La critique machiavélienne

Les opposants de droite estiment, eux, que le régime de la démocratie représentative dissout l’unité nationale. Les valeurs progressistes qui y sont prônées (l’égalité entre les hommes et les femmes, la séparation des Eglises et de l’Etat, l’intégration des populations immigrées, etc.) fractureraient la société civile en fonction des intérêts particuliers de chacun au détriment de l’intérêt de la nation vue comme un singleton. Le système politique (les partis politiques, les élections, etc.) favoriserait cette fracturation puisque ceux qui sont gouvernés ont des intérêts divergents et ceux qui souhaitent accéder au pouvoir en se présentant aux élections sont obligés de faire des promesses parfois contradictoires pour espérer être élus.
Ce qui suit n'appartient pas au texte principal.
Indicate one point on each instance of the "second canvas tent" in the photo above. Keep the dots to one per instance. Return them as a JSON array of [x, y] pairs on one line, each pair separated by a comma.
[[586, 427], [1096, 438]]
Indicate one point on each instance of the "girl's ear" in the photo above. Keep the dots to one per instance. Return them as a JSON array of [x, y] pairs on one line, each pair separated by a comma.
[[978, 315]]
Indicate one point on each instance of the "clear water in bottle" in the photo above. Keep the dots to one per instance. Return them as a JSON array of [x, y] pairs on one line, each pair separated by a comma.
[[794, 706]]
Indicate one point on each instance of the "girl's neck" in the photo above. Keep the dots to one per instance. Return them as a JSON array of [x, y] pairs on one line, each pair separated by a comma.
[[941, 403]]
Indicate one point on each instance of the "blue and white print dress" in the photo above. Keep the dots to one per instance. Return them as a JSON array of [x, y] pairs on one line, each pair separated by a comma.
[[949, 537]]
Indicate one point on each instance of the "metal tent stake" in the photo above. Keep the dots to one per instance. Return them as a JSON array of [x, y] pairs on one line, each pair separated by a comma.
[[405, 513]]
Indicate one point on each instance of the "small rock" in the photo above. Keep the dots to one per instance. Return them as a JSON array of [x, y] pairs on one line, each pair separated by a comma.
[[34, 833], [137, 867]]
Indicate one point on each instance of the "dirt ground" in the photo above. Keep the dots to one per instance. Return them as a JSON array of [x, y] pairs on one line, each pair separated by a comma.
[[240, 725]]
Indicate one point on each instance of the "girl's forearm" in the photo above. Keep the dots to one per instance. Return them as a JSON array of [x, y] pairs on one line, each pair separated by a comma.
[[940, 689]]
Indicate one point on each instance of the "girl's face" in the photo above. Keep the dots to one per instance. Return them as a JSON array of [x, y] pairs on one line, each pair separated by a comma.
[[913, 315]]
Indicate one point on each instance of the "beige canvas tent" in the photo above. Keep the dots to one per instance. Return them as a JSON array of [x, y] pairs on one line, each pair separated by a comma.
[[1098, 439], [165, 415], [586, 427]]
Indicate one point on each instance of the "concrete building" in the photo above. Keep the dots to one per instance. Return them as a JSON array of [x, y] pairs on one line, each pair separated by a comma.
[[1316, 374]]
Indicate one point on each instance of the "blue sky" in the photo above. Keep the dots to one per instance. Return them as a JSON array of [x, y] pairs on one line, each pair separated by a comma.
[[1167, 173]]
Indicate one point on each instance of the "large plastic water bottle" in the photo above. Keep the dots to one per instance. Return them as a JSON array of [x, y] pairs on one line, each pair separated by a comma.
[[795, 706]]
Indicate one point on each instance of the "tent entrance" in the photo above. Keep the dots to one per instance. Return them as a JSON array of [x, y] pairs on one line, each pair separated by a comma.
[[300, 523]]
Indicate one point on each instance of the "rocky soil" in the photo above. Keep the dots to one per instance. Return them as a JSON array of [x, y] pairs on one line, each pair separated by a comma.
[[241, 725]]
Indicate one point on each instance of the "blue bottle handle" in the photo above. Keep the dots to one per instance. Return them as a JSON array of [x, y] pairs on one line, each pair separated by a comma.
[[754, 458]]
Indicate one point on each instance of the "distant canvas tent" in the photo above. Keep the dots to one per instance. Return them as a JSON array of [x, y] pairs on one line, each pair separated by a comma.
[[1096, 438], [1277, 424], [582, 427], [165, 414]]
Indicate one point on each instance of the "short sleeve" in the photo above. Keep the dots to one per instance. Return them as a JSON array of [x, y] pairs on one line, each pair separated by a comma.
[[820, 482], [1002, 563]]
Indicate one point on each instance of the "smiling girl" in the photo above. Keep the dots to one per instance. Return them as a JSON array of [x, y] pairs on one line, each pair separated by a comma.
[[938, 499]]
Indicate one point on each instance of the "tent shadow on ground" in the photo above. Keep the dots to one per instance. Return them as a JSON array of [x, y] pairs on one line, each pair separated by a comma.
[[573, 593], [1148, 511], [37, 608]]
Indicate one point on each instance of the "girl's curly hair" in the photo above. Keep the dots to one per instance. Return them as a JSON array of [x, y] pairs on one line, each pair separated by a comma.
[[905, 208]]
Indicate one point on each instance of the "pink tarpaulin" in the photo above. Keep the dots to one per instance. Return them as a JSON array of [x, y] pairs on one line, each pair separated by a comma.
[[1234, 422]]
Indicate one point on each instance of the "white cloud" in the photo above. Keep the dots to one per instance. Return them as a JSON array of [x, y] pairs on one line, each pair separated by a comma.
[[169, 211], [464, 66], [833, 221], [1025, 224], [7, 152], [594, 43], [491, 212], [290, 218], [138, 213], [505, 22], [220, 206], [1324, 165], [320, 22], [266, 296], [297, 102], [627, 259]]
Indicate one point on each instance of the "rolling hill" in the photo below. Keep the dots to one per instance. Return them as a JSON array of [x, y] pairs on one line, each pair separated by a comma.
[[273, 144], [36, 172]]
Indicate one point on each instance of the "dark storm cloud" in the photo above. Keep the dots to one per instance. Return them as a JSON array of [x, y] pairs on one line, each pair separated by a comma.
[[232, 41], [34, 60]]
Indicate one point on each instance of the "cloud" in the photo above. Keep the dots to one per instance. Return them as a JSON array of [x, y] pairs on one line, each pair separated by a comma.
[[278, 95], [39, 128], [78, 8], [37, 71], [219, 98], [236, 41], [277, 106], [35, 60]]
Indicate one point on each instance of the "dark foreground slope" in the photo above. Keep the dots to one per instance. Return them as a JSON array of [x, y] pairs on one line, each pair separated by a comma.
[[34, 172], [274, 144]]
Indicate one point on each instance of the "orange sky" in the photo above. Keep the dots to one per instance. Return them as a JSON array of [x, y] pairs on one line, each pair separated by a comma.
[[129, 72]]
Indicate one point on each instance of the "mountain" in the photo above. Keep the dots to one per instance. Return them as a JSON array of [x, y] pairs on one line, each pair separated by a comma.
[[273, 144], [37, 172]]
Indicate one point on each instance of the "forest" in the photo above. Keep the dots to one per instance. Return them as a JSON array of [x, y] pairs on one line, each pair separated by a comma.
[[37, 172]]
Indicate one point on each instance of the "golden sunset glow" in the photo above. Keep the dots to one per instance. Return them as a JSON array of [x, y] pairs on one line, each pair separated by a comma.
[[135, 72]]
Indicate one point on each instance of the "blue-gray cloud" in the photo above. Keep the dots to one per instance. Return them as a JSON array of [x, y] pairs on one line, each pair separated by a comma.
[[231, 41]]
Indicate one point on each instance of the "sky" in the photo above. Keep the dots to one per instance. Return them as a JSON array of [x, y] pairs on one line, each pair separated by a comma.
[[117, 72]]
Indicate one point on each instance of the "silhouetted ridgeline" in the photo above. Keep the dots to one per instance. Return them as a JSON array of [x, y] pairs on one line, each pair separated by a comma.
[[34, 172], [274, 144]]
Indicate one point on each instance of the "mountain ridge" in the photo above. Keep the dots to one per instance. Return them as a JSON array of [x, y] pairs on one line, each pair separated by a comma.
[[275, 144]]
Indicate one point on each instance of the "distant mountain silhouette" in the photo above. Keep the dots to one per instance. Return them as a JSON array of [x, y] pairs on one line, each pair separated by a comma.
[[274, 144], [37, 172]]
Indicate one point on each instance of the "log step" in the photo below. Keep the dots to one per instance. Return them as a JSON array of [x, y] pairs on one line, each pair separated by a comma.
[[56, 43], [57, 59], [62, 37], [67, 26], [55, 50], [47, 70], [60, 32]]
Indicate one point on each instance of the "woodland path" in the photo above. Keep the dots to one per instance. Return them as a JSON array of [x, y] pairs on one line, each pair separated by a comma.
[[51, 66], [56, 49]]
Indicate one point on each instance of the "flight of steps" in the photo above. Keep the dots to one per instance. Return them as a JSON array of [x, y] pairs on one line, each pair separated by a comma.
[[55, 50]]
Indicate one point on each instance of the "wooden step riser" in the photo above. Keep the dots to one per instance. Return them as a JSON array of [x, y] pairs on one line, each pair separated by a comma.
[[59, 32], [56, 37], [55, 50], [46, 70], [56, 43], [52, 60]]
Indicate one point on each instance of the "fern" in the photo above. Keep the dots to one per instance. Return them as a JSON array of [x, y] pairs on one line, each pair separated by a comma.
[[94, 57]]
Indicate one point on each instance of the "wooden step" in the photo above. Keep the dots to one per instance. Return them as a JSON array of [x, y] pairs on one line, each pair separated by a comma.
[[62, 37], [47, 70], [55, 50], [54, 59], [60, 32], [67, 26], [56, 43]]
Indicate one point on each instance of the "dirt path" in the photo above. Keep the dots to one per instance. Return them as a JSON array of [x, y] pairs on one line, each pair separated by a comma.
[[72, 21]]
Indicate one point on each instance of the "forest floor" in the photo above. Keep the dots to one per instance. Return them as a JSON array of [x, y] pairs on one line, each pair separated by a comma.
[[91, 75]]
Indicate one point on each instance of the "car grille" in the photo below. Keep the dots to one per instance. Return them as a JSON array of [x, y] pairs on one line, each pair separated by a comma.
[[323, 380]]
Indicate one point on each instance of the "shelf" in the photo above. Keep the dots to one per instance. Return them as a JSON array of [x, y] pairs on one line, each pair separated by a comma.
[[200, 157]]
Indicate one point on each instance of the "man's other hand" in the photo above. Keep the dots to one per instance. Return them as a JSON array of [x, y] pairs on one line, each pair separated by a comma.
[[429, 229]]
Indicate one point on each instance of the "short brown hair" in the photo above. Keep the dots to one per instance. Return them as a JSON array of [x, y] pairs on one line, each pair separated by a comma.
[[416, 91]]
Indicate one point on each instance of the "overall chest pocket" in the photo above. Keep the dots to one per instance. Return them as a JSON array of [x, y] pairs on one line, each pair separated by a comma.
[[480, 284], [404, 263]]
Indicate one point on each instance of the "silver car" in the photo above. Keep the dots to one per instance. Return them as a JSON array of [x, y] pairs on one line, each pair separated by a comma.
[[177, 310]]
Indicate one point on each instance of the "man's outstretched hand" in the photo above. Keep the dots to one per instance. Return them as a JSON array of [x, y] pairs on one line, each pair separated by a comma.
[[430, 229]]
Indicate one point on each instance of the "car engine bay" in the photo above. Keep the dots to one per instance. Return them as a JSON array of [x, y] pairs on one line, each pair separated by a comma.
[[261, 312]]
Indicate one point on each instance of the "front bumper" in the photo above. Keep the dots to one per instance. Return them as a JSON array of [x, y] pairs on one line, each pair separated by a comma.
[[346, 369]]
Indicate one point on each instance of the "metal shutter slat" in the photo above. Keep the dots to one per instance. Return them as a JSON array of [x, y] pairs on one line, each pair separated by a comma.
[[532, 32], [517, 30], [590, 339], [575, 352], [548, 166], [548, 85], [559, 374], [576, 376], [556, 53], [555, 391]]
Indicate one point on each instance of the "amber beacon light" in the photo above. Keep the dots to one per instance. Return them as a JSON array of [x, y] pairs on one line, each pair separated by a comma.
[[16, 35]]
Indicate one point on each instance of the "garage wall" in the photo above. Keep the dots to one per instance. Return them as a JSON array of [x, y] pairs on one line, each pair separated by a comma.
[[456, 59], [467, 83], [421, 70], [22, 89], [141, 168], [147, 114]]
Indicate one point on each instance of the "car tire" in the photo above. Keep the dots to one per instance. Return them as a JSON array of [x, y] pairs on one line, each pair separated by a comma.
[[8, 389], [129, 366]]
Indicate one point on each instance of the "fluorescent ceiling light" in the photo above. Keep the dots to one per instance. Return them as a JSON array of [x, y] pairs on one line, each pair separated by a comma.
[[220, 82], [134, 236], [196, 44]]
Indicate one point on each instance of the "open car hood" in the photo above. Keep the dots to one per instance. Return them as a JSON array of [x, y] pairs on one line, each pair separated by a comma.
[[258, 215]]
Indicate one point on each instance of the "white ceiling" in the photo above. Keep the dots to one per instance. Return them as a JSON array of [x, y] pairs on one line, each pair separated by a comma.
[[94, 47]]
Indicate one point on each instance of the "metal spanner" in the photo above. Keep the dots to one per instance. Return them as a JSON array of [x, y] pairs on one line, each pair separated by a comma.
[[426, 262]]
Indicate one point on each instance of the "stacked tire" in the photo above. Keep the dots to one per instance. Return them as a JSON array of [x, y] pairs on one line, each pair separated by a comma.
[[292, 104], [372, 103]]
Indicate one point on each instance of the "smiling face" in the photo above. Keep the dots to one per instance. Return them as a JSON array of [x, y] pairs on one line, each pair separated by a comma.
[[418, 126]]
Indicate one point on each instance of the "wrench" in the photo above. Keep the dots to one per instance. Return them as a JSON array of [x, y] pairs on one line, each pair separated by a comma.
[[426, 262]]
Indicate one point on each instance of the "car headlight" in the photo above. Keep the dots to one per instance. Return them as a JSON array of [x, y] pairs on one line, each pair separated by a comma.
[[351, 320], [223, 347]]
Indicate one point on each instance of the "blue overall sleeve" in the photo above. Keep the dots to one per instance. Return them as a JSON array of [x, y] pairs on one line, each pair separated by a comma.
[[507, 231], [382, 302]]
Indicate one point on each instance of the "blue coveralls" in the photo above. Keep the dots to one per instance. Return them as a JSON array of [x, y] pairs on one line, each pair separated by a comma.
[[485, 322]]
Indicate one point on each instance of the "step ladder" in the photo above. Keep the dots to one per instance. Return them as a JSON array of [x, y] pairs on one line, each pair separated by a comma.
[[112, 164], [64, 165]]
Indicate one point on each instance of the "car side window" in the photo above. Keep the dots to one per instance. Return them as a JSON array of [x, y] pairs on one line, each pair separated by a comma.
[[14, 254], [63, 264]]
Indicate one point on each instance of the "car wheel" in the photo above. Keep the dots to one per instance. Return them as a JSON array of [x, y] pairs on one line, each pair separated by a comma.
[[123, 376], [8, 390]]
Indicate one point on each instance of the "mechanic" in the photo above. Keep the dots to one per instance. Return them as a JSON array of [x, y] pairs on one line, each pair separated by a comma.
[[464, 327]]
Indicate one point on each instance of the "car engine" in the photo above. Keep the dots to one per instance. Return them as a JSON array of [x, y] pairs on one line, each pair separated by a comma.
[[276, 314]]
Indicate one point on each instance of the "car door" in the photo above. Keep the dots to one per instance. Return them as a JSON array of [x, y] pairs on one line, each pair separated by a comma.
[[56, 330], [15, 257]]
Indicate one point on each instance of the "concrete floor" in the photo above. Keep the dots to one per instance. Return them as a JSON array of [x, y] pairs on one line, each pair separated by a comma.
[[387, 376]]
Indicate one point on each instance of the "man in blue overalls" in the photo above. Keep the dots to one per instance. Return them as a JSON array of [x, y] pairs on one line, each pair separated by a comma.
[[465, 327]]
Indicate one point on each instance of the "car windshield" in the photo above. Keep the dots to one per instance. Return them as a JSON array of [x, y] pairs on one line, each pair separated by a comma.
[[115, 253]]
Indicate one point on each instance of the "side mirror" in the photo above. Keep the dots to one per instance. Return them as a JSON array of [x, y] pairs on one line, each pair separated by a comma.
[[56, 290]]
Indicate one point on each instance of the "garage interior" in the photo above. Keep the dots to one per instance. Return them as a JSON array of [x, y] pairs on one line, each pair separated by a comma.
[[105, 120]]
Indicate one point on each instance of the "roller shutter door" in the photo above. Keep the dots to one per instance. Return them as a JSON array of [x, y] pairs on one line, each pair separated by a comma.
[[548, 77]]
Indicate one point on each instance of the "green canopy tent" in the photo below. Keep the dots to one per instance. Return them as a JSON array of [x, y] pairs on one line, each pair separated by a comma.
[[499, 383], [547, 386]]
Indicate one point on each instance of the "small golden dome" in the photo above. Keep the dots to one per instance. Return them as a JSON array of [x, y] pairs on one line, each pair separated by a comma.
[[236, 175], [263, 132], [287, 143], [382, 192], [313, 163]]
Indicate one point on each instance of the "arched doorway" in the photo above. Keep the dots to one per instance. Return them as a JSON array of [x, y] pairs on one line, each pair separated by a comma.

C’est à partir de ce moment qu’on glisse vers la critique qui a été la critique fondamentale des fascistes contre la démocratie représentative [1]. Pour les opposants de droite, ce qui caractériserait la démocratie libérale, ce n’est pas l’antagonisme de classes théorisé par Marx mais la nature intrinsèque des hommes politiques qui la gouverne. Se référant aux écrits de Machiavel sur les lions et les renards, il y aurait selon eux deux types de gouvernants : ceux qui gouvernent par la force et ceux qui gouvernent par la ruse. Les hommes politiques qui gouvernent les démocraties libérales ne sont pas des hommes qui exercent le pouvoir par la force. Pour obtenir le suffrage de leurs concitoyens, ces hommes doivent convaincre par la ruse. Ce sont donc principalement des hommes qui savent parler (avocats, professeurs, journalistes, etc.). Or, ces hommes de parole sont toujours en relations plus ou moins complexes avec les hommes d’argent, car pour gagner des élections et pour gouverner, en démocratie, on a besoin d’argent. La démocratie représentative est donc, pour la critique machiavélienne, un régime oligarchique de type ploutocratique : la minorité qui détient le pouvoir serait influencée par les riches, les industriels, les banques, etc. Au bout de compte la démocratie serait toute apparente puisque des minorités souvent dissimulées dans l’ombre, prendraient les décisions les plus importantes [2].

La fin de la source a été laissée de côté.